Additional insights into the Stryker Rejuvenate and ABG II Modular Neck Stem Implants Undergo Recall

Torrance, CA -- (SBWIRE) -- 08/23/2012 -- Csengeri Law experts in defective medical device law have offered several insights into the July 6, 2012 Stryker recall. Both Stryker Orthopedics Rejuvenate hip implants and ABG II modular neck stem have been recalled. The recall measures are voluntarily in the light of significant negative post market data. After 45 adverse results reported to the FDA in 2012 Stryker posted on their website that the units suffered “fretting and/or corrosion at or about the modular neck junction, which may result in adverse local tissue reactions manifesting with pain and/or swelling.” At the same time lawsuits surrounding defective metal-on-metal hip replacement units are growing as the implants display increasingly more consistent repetitive corrosion and toxicity patterns.

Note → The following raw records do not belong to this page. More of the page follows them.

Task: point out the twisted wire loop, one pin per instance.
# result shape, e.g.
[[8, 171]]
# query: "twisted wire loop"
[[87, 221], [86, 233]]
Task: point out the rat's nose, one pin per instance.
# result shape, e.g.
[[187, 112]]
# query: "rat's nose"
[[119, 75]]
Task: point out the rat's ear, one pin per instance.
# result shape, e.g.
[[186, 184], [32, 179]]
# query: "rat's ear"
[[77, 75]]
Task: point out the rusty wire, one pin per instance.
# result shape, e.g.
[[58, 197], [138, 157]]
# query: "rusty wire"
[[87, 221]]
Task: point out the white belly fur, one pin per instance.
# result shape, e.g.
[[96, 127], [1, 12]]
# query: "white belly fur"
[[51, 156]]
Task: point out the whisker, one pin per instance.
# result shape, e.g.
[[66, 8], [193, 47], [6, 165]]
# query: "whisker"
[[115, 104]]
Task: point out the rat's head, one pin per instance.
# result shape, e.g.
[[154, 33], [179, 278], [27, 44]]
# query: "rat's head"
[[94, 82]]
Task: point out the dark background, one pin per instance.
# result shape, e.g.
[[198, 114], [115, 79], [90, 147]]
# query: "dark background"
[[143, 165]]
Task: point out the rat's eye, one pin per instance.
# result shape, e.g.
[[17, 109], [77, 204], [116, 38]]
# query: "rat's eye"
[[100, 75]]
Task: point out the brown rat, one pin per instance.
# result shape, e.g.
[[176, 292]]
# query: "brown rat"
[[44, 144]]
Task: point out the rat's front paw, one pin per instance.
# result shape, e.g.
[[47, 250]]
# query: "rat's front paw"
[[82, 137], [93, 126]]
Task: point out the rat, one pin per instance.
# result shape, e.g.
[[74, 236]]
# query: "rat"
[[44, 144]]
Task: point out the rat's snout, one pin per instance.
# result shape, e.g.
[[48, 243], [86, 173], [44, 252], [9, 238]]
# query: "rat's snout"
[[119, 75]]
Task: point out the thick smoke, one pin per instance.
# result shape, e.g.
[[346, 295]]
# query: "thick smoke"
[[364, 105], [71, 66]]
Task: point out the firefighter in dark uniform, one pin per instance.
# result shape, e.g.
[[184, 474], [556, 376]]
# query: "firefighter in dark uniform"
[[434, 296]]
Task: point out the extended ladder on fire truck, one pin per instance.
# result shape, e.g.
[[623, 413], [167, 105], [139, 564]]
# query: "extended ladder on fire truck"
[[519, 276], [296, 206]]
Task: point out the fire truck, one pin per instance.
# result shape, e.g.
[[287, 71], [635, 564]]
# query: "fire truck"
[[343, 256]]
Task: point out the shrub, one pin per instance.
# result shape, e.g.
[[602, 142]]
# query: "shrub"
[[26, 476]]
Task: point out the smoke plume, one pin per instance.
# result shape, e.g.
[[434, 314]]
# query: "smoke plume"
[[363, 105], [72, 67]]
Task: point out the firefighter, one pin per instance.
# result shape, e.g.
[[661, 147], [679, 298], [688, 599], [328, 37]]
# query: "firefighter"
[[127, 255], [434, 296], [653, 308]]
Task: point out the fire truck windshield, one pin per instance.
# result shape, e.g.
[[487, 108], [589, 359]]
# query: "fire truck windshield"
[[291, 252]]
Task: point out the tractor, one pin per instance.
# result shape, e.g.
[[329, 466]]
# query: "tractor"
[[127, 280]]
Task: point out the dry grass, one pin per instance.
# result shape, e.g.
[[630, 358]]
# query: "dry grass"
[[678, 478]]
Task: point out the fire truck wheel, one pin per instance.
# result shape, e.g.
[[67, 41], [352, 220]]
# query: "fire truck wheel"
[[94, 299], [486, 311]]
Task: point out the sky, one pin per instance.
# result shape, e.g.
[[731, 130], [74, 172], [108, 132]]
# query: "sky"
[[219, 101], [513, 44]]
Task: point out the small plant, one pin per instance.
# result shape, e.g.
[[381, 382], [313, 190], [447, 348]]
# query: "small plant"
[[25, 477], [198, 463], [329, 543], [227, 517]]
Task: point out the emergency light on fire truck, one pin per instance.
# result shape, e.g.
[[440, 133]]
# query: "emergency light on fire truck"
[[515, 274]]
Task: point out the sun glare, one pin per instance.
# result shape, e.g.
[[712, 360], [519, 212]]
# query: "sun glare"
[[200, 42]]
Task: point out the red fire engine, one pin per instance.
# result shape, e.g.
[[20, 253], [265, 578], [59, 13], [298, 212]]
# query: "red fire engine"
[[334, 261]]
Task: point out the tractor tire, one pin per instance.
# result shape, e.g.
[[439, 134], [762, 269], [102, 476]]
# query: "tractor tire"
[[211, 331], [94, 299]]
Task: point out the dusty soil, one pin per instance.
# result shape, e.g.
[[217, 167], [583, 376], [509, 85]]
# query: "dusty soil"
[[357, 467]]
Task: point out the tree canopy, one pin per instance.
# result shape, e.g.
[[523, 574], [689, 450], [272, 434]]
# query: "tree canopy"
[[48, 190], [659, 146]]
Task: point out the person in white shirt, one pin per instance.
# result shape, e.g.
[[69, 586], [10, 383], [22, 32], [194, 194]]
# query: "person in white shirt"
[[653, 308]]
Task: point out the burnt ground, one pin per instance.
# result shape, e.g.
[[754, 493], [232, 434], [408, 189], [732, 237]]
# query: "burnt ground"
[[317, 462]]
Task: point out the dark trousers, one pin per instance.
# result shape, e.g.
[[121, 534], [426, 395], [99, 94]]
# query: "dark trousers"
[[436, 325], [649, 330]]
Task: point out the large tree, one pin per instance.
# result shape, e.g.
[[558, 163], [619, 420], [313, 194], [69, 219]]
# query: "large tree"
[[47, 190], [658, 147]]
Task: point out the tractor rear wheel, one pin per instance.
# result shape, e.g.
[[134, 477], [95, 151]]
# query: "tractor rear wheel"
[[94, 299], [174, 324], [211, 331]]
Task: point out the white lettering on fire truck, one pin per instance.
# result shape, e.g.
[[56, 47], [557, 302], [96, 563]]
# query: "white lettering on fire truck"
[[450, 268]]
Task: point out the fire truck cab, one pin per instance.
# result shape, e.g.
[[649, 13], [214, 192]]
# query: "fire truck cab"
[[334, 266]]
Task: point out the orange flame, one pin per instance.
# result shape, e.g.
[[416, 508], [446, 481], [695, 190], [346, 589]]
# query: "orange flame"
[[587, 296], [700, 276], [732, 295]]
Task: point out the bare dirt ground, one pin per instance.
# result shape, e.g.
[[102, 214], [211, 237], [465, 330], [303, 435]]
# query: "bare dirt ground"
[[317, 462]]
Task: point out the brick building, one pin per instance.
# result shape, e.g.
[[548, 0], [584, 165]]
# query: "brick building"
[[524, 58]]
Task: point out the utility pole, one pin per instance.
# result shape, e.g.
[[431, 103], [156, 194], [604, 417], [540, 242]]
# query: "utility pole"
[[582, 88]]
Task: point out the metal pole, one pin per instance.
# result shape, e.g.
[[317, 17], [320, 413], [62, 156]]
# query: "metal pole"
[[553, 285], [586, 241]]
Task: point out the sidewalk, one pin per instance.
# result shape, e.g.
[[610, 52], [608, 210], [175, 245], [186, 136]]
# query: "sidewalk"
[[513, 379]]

The Rejuvenate hip implant is a full hip implant whereas the ABG modular neck stem is a component used in several hip replacement systems, both units are undergoing recall. Stuart Simpson, Stryker hip reconstruction vice president and general manager issued the following statement regarding the recall. “While modular-neck stems provide surgeons with an option to correct certain aspects of a patient's anatomy and hip biomechanics, given the potential risks associated with fretting and corrosion at the modular neck junction, Stryker Orthopedics decided to take this voluntary action.” Essentially, the units corrode and generate metallic debris which can lead to a variety of health problems ending in implant failure.